NPR Review: THE PAPER MENAGERIE by Ken Liu
Ah, this book.
This review was very hard to write. Reviews are usually relatively simple work for me; I read a book, and as I’m reading it I figure out the things it’s doing and what I want to say about those things, infused with various degrees of enthusiasm and/or thoughtfulness. I try to find an angle into talking about the book, a means of bridging the gap between the work the book is doing and my experience of it as a reader.
This book, though. As I read it I kept needing to slow clap (and/or violently weep). I kept seeing its project, whole and intricate and interlocking and beautiful and painfully well-wrought, and the elegant simplicity of its vastness kept stealing my speech. I hardly touch at all, for instance, on how I feel the book is organized into two halves, each heralded by an invocation of record-keeping and story-telling (“The Bookmaking Habits of Select Species” and “An Advanced Reader’s Picture Book of Comparative Cognition” respectively) that lays out a map for the careful probing of concepts and character. But it’s there, and it’s important, and it’s for you to discover.

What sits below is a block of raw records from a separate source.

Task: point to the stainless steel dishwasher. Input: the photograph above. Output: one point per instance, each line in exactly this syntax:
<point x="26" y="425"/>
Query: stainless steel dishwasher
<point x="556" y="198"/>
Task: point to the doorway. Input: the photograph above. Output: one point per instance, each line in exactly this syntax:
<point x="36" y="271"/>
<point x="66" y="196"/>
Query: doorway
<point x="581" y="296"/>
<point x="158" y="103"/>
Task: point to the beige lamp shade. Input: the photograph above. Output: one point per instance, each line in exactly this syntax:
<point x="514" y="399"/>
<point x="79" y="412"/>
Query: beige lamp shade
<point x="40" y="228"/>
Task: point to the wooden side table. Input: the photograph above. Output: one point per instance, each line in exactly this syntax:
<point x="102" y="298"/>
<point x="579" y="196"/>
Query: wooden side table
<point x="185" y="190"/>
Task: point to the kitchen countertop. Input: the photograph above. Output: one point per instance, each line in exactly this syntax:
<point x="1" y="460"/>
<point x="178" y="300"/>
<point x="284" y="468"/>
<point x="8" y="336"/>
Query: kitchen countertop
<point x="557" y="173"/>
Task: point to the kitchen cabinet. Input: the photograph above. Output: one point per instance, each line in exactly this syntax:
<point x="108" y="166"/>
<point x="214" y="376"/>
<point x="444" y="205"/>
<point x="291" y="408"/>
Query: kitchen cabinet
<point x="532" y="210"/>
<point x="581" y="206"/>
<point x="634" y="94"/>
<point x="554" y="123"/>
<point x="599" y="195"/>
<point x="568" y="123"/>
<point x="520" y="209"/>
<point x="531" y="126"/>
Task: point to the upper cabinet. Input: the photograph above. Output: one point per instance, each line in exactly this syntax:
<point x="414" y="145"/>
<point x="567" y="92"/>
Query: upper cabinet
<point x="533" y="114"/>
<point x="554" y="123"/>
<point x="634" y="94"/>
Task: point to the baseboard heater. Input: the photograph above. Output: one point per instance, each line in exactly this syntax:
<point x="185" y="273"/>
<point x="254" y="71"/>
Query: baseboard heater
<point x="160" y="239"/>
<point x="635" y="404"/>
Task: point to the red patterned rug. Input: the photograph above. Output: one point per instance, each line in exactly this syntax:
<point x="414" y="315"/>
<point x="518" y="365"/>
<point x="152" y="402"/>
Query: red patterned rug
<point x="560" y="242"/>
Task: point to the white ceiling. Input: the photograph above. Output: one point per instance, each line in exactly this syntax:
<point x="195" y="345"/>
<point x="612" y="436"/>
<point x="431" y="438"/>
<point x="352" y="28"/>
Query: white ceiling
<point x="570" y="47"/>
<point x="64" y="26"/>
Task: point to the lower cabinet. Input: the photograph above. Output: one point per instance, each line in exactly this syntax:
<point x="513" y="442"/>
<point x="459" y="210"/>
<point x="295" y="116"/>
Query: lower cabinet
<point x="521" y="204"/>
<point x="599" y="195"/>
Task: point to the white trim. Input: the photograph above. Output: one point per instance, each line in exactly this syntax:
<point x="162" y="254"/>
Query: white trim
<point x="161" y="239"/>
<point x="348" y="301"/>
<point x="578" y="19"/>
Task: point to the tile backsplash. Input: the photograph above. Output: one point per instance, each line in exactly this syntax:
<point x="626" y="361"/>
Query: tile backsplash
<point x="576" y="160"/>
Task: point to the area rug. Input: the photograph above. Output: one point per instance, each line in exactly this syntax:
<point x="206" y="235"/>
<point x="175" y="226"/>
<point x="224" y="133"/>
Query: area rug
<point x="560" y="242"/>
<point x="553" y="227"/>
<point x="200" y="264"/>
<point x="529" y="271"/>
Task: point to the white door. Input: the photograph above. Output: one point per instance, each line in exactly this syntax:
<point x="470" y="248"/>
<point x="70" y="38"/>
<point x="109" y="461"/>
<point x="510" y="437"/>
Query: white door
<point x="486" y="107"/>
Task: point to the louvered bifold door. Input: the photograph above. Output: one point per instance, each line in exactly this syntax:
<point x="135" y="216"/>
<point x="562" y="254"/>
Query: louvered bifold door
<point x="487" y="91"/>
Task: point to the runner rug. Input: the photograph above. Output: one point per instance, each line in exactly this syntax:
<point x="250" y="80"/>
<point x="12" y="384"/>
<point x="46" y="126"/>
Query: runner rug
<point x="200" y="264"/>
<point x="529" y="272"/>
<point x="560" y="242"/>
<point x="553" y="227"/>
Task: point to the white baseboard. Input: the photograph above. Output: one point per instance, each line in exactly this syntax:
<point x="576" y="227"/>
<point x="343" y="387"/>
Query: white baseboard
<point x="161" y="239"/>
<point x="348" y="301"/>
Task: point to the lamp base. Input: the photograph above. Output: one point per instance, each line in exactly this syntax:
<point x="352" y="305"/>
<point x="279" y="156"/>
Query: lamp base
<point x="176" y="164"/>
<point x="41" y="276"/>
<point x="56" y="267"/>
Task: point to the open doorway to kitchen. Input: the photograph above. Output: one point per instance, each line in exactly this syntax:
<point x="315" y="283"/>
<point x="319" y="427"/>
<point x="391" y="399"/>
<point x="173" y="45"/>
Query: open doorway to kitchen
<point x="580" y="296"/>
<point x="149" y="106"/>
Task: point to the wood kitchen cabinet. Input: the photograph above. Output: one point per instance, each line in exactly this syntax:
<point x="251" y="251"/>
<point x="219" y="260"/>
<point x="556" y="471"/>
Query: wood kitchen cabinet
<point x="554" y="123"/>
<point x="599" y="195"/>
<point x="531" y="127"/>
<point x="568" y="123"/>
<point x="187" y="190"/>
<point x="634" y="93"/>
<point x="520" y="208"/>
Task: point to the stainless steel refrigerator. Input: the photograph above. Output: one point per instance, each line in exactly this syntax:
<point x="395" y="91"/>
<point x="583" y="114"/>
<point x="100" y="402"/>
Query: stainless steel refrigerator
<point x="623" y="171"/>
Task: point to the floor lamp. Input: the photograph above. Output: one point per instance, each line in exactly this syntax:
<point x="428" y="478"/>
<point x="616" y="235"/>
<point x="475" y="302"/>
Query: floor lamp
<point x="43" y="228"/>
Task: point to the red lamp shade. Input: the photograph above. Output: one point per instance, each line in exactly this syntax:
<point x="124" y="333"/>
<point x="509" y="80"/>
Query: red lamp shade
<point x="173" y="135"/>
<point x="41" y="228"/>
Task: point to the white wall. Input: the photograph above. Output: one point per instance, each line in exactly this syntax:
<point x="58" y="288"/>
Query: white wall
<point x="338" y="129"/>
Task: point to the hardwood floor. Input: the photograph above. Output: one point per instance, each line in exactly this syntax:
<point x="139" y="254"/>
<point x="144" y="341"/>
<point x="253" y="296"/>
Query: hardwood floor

Anyway here is a bit from the review, as opposed to bits of what I didn’t put in the review.
I have never been so moved by a collection of short fiction. I was at times afraid to read more. Every single story struck chords in me profound enough to hurt, whether about the love and cruelty of families; the melancholy of thermodynamics; the vicious unfairness of history and the humbling grace with which people endure its weight. Stories so often take us out of ourselves; Liu’s stories went deep into my marrow, laying bare painful truths, meticulously slicing through the layers of pearl to find the grain of sand at its heart.
Make sure to read the Preface too. It’s — bah, I need to stop or we’ll be here all day. It’s a landmark collection from a ridiculously talented human. Let’s leave it there for now.